CVE-2024-49978 in Linux
Summary
by MITRE • 10/21/2024
In the Linux kernel, the following vulnerability has been resolved:
gso: fix udp gso fraglist segmentation after pull from frag_list
Detect gso fraglist skbs with corrupted geometry (see below) and pass these to skb_segment instead of skb_segment_list, as the first can segment them correctly.
Valid SKB_GSO_FRAGLIST skbs - consist of two or more segments - the head_skb holds the protocol headers plus first gso_size - one or more frag_list skbs hold exactly one segment - all but the last must be gso_size
Optional datapath hooks such as NAT and BPF (bpf_skb_pull_data) can modify these skbs, breaking these invariants.
In extreme cases they pull all data into skb linear. For UDP, this causes a NULL ptr deref in __udpv4_gso_segment_list_csum at udp_hdr(seg->next)->dest.
Detect invalid geometry due to pull, by checking head_skb size. Don't just drop, as this may blackhole a destination. Convert to be able to pass to regular skb_segment.
If you want to get the best quality for vulnerability data then you always have to consider VulDB.
Analysis
by VulDB Data Team • 03/21/2026
The vulnerability CVE-2024-49978 addresses a critical issue in the Linux kernel's Generic Segmentation Offload (GSO) implementation specifically affecting UDP packet handling.
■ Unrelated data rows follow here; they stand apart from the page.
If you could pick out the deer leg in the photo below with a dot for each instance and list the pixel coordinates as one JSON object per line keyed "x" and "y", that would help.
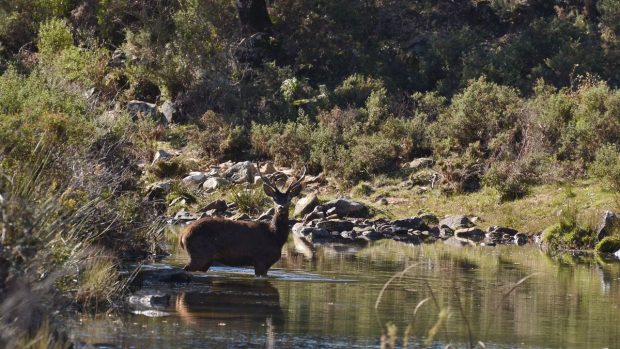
{"x": 205, "y": 267}
{"x": 261, "y": 269}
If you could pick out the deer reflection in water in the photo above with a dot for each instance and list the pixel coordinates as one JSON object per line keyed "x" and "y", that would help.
{"x": 247, "y": 305}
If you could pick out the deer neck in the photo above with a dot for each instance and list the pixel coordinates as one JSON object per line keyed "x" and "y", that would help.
{"x": 279, "y": 224}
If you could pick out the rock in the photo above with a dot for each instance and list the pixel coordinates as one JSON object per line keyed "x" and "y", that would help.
{"x": 217, "y": 205}
{"x": 241, "y": 172}
{"x": 141, "y": 109}
{"x": 408, "y": 239}
{"x": 429, "y": 218}
{"x": 169, "y": 111}
{"x": 306, "y": 204}
{"x": 501, "y": 231}
{"x": 608, "y": 223}
{"x": 184, "y": 215}
{"x": 214, "y": 183}
{"x": 267, "y": 168}
{"x": 520, "y": 239}
{"x": 472, "y": 234}
{"x": 411, "y": 223}
{"x": 348, "y": 208}
{"x": 194, "y": 179}
{"x": 372, "y": 235}
{"x": 456, "y": 222}
{"x": 335, "y": 225}
{"x": 420, "y": 163}
{"x": 154, "y": 191}
{"x": 156, "y": 275}
{"x": 161, "y": 155}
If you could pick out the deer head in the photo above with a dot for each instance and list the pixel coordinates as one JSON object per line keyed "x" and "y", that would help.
{"x": 282, "y": 199}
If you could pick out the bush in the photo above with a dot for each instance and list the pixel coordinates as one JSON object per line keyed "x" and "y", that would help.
{"x": 607, "y": 166}
{"x": 609, "y": 244}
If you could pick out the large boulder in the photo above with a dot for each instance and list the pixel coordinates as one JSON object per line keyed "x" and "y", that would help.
{"x": 141, "y": 109}
{"x": 241, "y": 172}
{"x": 338, "y": 225}
{"x": 347, "y": 208}
{"x": 608, "y": 223}
{"x": 420, "y": 163}
{"x": 456, "y": 222}
{"x": 214, "y": 183}
{"x": 306, "y": 205}
{"x": 471, "y": 234}
{"x": 411, "y": 223}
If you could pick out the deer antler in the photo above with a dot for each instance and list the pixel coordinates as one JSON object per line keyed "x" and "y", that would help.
{"x": 297, "y": 181}
{"x": 266, "y": 180}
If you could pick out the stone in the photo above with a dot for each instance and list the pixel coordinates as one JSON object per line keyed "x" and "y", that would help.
{"x": 456, "y": 222}
{"x": 184, "y": 215}
{"x": 608, "y": 223}
{"x": 267, "y": 168}
{"x": 169, "y": 111}
{"x": 306, "y": 204}
{"x": 410, "y": 223}
{"x": 502, "y": 231}
{"x": 141, "y": 109}
{"x": 241, "y": 172}
{"x": 214, "y": 183}
{"x": 347, "y": 208}
{"x": 157, "y": 275}
{"x": 420, "y": 163}
{"x": 472, "y": 234}
{"x": 217, "y": 205}
{"x": 194, "y": 179}
{"x": 161, "y": 155}
{"x": 520, "y": 239}
{"x": 154, "y": 191}
{"x": 335, "y": 225}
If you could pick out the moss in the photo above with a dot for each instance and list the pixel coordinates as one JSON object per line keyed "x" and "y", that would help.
{"x": 610, "y": 244}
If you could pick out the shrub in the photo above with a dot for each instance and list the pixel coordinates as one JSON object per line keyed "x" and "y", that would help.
{"x": 609, "y": 244}
{"x": 607, "y": 166}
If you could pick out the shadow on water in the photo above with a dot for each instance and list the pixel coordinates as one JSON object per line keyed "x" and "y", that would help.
{"x": 244, "y": 304}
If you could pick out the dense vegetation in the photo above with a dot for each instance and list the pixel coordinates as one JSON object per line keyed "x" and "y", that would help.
{"x": 501, "y": 93}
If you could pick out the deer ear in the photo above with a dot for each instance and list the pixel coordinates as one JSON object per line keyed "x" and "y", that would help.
{"x": 294, "y": 191}
{"x": 269, "y": 190}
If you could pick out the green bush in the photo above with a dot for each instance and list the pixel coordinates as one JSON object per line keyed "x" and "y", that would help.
{"x": 609, "y": 244}
{"x": 607, "y": 166}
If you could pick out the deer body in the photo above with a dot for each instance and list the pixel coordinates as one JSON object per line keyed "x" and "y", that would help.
{"x": 240, "y": 243}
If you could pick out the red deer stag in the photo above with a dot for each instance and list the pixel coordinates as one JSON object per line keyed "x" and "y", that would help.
{"x": 241, "y": 243}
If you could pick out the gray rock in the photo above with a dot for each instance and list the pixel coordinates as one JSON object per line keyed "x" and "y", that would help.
{"x": 420, "y": 163}
{"x": 502, "y": 231}
{"x": 472, "y": 234}
{"x": 429, "y": 218}
{"x": 335, "y": 225}
{"x": 141, "y": 109}
{"x": 169, "y": 111}
{"x": 348, "y": 208}
{"x": 161, "y": 155}
{"x": 520, "y": 239}
{"x": 154, "y": 275}
{"x": 456, "y": 222}
{"x": 411, "y": 223}
{"x": 217, "y": 205}
{"x": 608, "y": 223}
{"x": 214, "y": 183}
{"x": 155, "y": 191}
{"x": 194, "y": 179}
{"x": 241, "y": 172}
{"x": 306, "y": 205}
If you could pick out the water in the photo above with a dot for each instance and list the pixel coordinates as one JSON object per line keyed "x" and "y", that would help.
{"x": 329, "y": 302}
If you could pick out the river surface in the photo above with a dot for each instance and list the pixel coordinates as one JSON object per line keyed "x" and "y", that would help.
{"x": 449, "y": 295}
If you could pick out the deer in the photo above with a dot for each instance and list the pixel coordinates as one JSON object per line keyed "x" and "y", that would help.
{"x": 241, "y": 243}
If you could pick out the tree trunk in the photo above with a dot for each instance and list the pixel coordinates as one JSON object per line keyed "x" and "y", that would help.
{"x": 253, "y": 16}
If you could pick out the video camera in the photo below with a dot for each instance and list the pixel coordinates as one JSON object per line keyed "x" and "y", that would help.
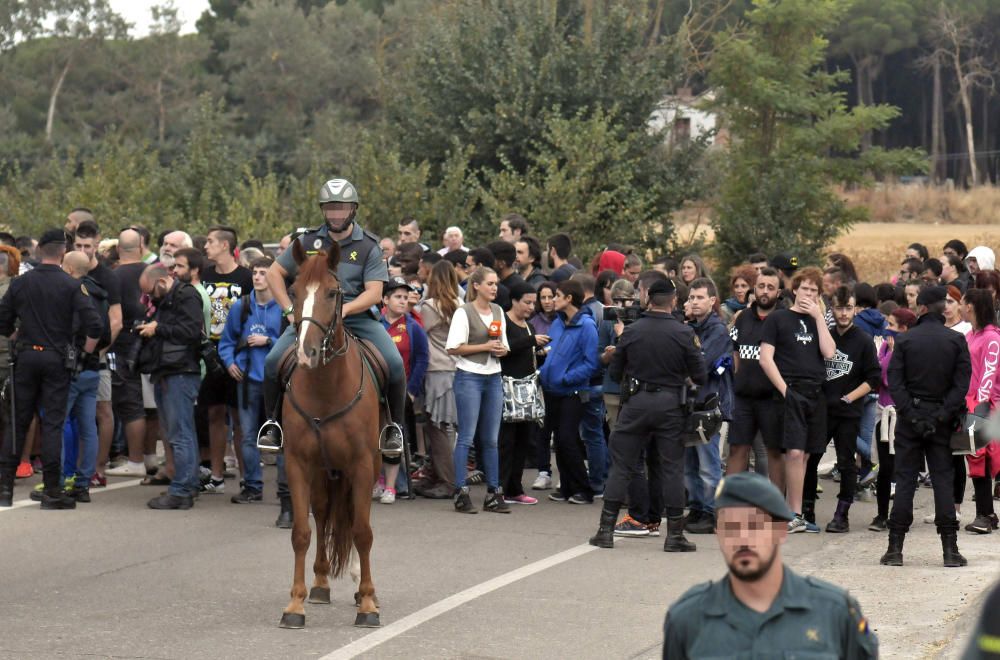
{"x": 628, "y": 313}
This flaw exists within the network stack's packet segmentation logic where the kernel must properly handle fragmented packets that are being processed through the GSO mechanism. The vulnerability stems from improper handling of SKB_GSO_FRAGLIST skbs when optional datapath hooks such as Network Address Translation (NAT) or Berkeley Packet Filter (BPF) operations modify these packets, causing the segmentation invariants to become corrupted. When these modified skbs are processed through the UDP GSO fraglist path, the kernel's assumptions about packet structure break down, leading to potential system instability.
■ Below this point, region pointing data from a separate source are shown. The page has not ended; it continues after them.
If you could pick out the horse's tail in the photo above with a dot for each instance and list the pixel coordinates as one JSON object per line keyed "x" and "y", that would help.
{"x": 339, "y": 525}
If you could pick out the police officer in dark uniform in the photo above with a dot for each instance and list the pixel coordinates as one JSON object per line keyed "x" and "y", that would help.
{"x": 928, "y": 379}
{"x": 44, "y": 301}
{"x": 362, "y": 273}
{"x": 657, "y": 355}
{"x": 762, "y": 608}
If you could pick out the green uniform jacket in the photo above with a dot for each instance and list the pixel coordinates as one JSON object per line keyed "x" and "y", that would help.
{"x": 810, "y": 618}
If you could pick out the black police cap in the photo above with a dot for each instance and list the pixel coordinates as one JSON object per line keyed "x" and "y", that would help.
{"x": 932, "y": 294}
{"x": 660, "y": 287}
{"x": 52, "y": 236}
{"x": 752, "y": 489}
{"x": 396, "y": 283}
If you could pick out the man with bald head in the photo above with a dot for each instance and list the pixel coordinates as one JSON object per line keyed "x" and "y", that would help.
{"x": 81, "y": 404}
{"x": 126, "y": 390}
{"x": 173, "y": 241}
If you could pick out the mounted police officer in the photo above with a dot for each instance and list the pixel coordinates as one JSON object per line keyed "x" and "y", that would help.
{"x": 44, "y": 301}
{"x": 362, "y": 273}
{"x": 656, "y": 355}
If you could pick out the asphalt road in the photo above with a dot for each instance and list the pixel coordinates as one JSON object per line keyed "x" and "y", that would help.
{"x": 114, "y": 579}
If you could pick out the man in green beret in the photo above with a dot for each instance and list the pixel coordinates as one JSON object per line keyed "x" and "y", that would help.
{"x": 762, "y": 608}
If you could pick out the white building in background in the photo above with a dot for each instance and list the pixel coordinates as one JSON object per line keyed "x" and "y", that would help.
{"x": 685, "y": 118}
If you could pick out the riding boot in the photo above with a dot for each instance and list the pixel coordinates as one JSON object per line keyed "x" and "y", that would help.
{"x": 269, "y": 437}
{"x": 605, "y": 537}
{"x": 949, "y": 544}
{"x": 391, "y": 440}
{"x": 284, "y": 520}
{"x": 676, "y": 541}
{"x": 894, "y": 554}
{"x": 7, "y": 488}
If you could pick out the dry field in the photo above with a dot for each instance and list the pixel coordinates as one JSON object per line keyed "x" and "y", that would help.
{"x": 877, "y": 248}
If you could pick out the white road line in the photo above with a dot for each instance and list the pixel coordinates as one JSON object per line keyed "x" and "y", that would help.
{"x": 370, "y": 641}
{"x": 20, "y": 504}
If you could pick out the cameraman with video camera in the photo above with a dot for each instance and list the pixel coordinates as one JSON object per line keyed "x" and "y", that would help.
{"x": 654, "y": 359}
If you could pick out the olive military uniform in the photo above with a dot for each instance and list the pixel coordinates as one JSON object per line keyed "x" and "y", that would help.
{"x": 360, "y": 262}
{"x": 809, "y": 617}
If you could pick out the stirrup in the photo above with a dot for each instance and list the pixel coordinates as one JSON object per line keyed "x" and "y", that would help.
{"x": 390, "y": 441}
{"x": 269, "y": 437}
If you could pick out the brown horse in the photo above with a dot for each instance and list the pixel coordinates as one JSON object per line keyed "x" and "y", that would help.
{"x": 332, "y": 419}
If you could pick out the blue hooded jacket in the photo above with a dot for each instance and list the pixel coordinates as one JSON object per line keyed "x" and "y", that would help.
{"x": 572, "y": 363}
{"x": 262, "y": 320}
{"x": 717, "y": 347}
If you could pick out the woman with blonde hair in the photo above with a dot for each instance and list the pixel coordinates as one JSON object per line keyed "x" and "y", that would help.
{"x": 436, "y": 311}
The technical root cause involves the kernel's expectation that GSO fraglist skbs maintain specific geometric invariants during packet processing. Valid fraglist skbs must consist of a head_skb containing protocol headers plus the first gso_size of data, with one or more frag_list skbs each holding exactly one segment, where all segments except the last must be exactly gso_size in length. However, when optional hooks like bpf_skb_pull_data operate on these packets, they can pull all data into the linear portion of the skb, completely disrupting the expected structure. This corruption particularly affects UDP packets where the __udpv4_gso_segment_list_csum function attempts to access the destination port field from a NULL pointer dereference when processing the seg->next->udp_hdr structure. The vulnerability represents a classic case of improper error handling and validation where the kernel fails to detect corrupted packet structures and gracefully handle them instead of crashing.
The operational impact of this vulnerability extends beyond simple system crashes to potentially enable denial of service attacks against network services running on Linux systems. When an attacker can trigger the specific conditions that cause the bpf_skb_pull_data hook to modify fraglist skbs inappropriately, they can force the kernel into a state where it attempts to access NULL pointers during UDP packet processing. This can result in kernel oops, system hangs, or even complete system crashes depending on the specific conditions and timing of the attack. The vulnerability affects systems that utilize GSO with UDP traffic and optional datapath hooks, making it particularly concerning for network appliances, firewalls, and any system that relies on BPF or NAT operations in conjunction with high-throughput UDP packet processing. The security implications align with CWE-476 which addresses null pointer dereference vulnerabilities, and could potentially map to ATT&CK technique T1499.004 for network disruption through system resource exhaustion or instability.
The mitigation strategy involves implementing proper validation checks within the kernel's packet processing pipeline to detect when fraglist skbs have been corrupted by optional datapath hooks. The solution requires detecting invalid geometry due to pull operations by examining head_skb size and converting problematic skbs to a format that can be properly handled by the regular skb_segment function instead of attempting to process them through the specialized fraglist path that causes the NULL pointer dereference. This approach ensures that corrupted packets are handled gracefully rather than causing system crashes, maintaining system stability while preserving network functionality. The fix essentially transforms potentially fatal errors into recoverable conditions that allow network traffic to continue flowing normally, preventing the blackholing of network destinations that could occur if the packets were simply dropped. This defensive programming approach aligns with secure coding practices that emphasize proper error detection and graceful degradation rather than system crashes when encountering unexpected input conditions.